The O(n log n) lower bound is for comparison sorts, i.e. the elements in the array can only be compared with each other to check whether one should be before or after the other, or if they are equal. That is a good model for general sorting algorithms because it works for pretty much any type of data you might want to sort; numbers, strings, instances of user-defined classes, and so on. It could even just be a data type that can be mapped by a key function to some other data type supporting comparisons; or you could accept a comparator function to do the comparisons with.
Note that O(n log n) here is a lower bound on the number of comparisons, not the running time. If the comparisons take more than O(1) time each, say because you're comparing long strings that have long common prefixes, then the running time would be like O(cn log n) where comparisons are done in O(c) time. Comparing strings of length w takes O(w) time in the worst case, for example.
If you only need a sorting algorithm for a specific type of data, then you may be able to do better, because other operations specific to that data type can be performed on the elements. For example, when sorting integers, you can use the array elements to index another array, giving the counting sort algorithm which runs in O(n + r) time where r is the range of the array elements.
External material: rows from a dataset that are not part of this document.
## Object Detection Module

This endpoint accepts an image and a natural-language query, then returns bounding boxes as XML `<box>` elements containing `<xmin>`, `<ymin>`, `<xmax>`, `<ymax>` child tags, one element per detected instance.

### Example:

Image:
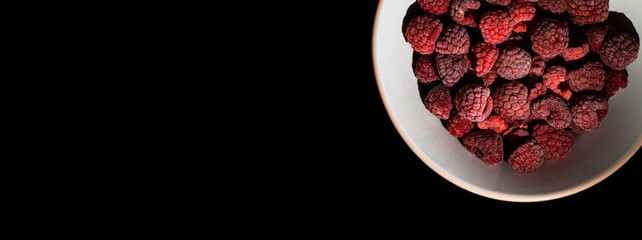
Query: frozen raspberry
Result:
<box><xmin>479</xmin><ymin>10</ymin><xmax>512</xmax><ymax>45</ymax></box>
<box><xmin>531</xmin><ymin>18</ymin><xmax>569</xmax><ymax>59</ymax></box>
<box><xmin>495</xmin><ymin>46</ymin><xmax>532</xmax><ymax>80</ymax></box>
<box><xmin>418</xmin><ymin>0</ymin><xmax>450</xmax><ymax>15</ymax></box>
<box><xmin>436</xmin><ymin>53</ymin><xmax>470</xmax><ymax>87</ymax></box>
<box><xmin>493</xmin><ymin>81</ymin><xmax>530</xmax><ymax>123</ymax></box>
<box><xmin>450</xmin><ymin>0</ymin><xmax>481</xmax><ymax>27</ymax></box>
<box><xmin>528</xmin><ymin>82</ymin><xmax>547</xmax><ymax>101</ymax></box>
<box><xmin>405</xmin><ymin>14</ymin><xmax>444</xmax><ymax>55</ymax></box>
<box><xmin>542</xmin><ymin>65</ymin><xmax>572</xmax><ymax>100</ymax></box>
<box><xmin>484</xmin><ymin>0</ymin><xmax>511</xmax><ymax>6</ymax></box>
<box><xmin>565</xmin><ymin>0</ymin><xmax>609</xmax><ymax>26</ymax></box>
<box><xmin>463</xmin><ymin>130</ymin><xmax>504</xmax><ymax>165</ymax></box>
<box><xmin>415</xmin><ymin>55</ymin><xmax>440</xmax><ymax>85</ymax></box>
<box><xmin>537</xmin><ymin>0</ymin><xmax>565</xmax><ymax>14</ymax></box>
<box><xmin>509</xmin><ymin>1</ymin><xmax>536</xmax><ymax>29</ymax></box>
<box><xmin>502</xmin><ymin>120</ymin><xmax>530</xmax><ymax>143</ymax></box>
<box><xmin>532</xmin><ymin>123</ymin><xmax>573</xmax><ymax>160</ymax></box>
<box><xmin>455</xmin><ymin>84</ymin><xmax>493</xmax><ymax>122</ymax></box>
<box><xmin>604</xmin><ymin>69</ymin><xmax>628</xmax><ymax>98</ymax></box>
<box><xmin>470</xmin><ymin>42</ymin><xmax>499</xmax><ymax>76</ymax></box>
<box><xmin>447</xmin><ymin>110</ymin><xmax>475</xmax><ymax>137</ymax></box>
<box><xmin>529</xmin><ymin>55</ymin><xmax>546</xmax><ymax>79</ymax></box>
<box><xmin>571</xmin><ymin>93</ymin><xmax>608</xmax><ymax>132</ymax></box>
<box><xmin>436</xmin><ymin>24</ymin><xmax>471</xmax><ymax>54</ymax></box>
<box><xmin>480</xmin><ymin>68</ymin><xmax>498</xmax><ymax>87</ymax></box>
<box><xmin>561</xmin><ymin>38</ymin><xmax>589</xmax><ymax>62</ymax></box>
<box><xmin>512</xmin><ymin>23</ymin><xmax>528</xmax><ymax>33</ymax></box>
<box><xmin>424</xmin><ymin>83</ymin><xmax>453</xmax><ymax>120</ymax></box>
<box><xmin>476</xmin><ymin>115</ymin><xmax>509</xmax><ymax>133</ymax></box>
<box><xmin>600</xmin><ymin>33</ymin><xmax>640</xmax><ymax>71</ymax></box>
<box><xmin>584</xmin><ymin>22</ymin><xmax>615</xmax><ymax>52</ymax></box>
<box><xmin>507</xmin><ymin>138</ymin><xmax>544</xmax><ymax>174</ymax></box>
<box><xmin>531</xmin><ymin>94</ymin><xmax>572</xmax><ymax>129</ymax></box>
<box><xmin>567</xmin><ymin>61</ymin><xmax>605</xmax><ymax>92</ymax></box>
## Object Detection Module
If the sorting keys are like strings, in the sense that they are (or can be mapped to) sequences such that comparing keys is equivalent to lexicographically comparing those sequences, then indeed you can use a trie to sort an array containing that data type. Congratulations: you have independently reinvented the radix sort algorithm, which can be implemented using tries. Its running time is O(wn), not O(n), because it takes O(w) time to insert a string of length w into the trie and you have to do that n times.
So, if the elements aren't strings, or "string-like" in the above sense, then radix sort simply isn't applicable. If the elements are strings or "string-like", then radix sort works but it takes O(wn) time instead of O(cn log n).
This means radix sort isn't strictly better, and is probably worse when the common prefixes of the strings are short relative to the strings themselves, which is often the case. For random strings, regular string comparison takes O(1) time on average, in which case O(n log n) is asymptotically better than radix sort for strings longer than O(log n).
In practical applications, one should also consider the hidden constants in the asymptotic analysis. Comparison sorts like Timsort have low hidden constants because they access array elements sequentially, which results in fewer cache misses compared to walking a tree whose nodes won't be consecutive in memory.